そして事件を担当する村の警官ジョング(クァク・ドウォン)の娘の肌に、殺人犯たちと同じ湿疹が出始め、やがて性格も狂暴化。ジョングは娘を救うために、よそ者を追い詰めていきますが……。

本当に一言で言い表すことのできない、おぞましくもスリリングな作品です。

日本映画ファンなら、佐藤純彌監督の『野性の証明』の冒頭の山奥の殺人事件の真相や、黒沢清監督の『CURE』で人々に殺人行為を促し続ける不可思議な若者の存在などを彷彿させたりするかもしれません。

もっともこの作品、次第にどちらにもあてはまることのないミステリアスな、そしてまったく先行きの読めないストーリー展開で、見る者をどんどん画面に没入させていき、まるで狂乱の迷宮を彷徨っているかのような幻惑をもたらしていきます。

ドラマの焦点としては、主人公は娘を救えるのか? よそ者の正体とは? 果たして彼は犯人なのか? といったところへ絞られていきますが、まあ、驚いてくださいとしか言いようのない結末が待ち受けています。

できればこれ以上の知識は持たず、映画に接してください。

ただし、見終わって、あなたの精神状態がどうなっているかまでは責任持ちませんので、悪しからず……!?

哭声/コクソン 國村隼

(C)2016 TWENTIETH CENTURY FOX FILM CORPORATION

真の国際スター國村準の魅力

では、ここで我が国が誇る名優・國村準の魅力について少しばかり記しておきましょう。

國村準は1955年、熊本県の生まれ。小学2年のときに大阪市へ移り、大阪放送劇団付属研究所9期生として入団。

81年に公開された井筒和幸監督の『ガキ帝国』で映画デビューを果たし、リドリー・スコット監督『ブラック・レイン』(89)出演を機に香港映画界からのオファーが殺到。その中にはジョン・ウー監督の『ハードボイルド/新・男たちの挽歌』(92)やジェフ・ラウ監督の『フル・ブラッド』(94)、トニー・オウ監督『さらば英雄 愛と銃弾の彼方に』(94)なども含まれています。

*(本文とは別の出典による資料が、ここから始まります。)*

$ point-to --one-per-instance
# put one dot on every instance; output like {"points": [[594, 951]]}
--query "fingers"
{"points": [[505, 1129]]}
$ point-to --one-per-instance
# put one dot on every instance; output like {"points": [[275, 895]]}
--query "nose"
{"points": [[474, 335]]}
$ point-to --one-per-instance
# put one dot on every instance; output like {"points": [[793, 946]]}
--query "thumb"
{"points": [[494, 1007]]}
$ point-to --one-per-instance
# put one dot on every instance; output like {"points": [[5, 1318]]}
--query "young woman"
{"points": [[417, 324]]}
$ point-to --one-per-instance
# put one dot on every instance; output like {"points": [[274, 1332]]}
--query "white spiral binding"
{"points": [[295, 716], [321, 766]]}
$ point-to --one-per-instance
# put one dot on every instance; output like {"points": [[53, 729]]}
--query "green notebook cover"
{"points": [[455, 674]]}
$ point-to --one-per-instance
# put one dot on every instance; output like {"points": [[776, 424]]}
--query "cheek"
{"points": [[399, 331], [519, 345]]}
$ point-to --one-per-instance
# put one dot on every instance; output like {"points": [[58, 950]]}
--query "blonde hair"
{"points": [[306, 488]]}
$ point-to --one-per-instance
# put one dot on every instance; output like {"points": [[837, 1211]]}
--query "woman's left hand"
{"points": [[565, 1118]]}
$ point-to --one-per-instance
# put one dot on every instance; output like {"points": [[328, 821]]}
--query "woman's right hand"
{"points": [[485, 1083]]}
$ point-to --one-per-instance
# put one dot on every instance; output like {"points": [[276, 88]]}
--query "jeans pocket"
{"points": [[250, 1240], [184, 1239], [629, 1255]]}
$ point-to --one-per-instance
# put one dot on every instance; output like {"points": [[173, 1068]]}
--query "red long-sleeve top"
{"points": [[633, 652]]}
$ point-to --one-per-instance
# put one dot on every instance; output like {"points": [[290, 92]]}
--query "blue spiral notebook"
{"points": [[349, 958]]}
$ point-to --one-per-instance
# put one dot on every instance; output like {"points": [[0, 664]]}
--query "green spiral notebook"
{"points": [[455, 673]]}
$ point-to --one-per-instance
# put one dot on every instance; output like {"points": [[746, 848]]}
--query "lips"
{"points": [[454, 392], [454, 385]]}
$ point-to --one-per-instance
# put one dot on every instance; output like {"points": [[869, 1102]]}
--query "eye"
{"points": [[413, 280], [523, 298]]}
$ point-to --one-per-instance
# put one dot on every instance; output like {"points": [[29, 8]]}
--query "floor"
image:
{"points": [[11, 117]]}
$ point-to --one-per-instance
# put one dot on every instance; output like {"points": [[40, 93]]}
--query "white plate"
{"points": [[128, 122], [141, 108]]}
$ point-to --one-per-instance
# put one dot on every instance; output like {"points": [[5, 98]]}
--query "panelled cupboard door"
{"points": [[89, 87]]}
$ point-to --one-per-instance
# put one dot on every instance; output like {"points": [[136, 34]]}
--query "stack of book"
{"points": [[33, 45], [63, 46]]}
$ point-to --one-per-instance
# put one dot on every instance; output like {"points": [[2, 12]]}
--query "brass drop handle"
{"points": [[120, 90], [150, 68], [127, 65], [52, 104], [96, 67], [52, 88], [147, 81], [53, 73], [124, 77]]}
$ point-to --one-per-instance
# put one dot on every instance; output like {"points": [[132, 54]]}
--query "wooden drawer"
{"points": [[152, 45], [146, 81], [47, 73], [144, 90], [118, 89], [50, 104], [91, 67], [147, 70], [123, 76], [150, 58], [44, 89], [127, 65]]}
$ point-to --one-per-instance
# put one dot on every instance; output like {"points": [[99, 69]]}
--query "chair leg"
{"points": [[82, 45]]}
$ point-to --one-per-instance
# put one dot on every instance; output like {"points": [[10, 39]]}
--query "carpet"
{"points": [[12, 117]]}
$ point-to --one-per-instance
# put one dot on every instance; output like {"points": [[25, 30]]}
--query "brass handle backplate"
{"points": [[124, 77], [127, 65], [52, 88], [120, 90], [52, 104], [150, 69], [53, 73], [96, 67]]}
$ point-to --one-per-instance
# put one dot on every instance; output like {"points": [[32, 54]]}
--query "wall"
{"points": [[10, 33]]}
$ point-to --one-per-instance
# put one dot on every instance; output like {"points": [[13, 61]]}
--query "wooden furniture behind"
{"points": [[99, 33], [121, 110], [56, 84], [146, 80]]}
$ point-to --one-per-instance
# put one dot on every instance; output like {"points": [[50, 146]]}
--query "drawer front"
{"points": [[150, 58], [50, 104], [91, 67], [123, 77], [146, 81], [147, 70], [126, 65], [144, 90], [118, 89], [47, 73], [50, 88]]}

初主演した河瀨直美監督『萌の朱雀』は第50回カンヌ国際映画祭カメラドール賞(新人監督賞)を受賞したことで、國村準の名も国内で一気に広まり、以降はさまざまな映画やドラマに出演。善人から悪人、コワモテから優しさあふれる人物まで、主演も助演も何でもこなすいぶし銀の名優として、今や彼を知らない映画ファンはモグリと言っても過言ではないほどです。

今回の『哭声/コクソン』の彼は、国際的なキャリアを積んできた國村準ならではの、久々の本領発揮作といえるでしょう。

果たして今回の彼が演じるよそ者は善か? 悪か?

その真相は、ぜひとも劇場でお確かめください。

ちなみに、私は見事にやられてしまいました……(さて、どっちの意味で?)。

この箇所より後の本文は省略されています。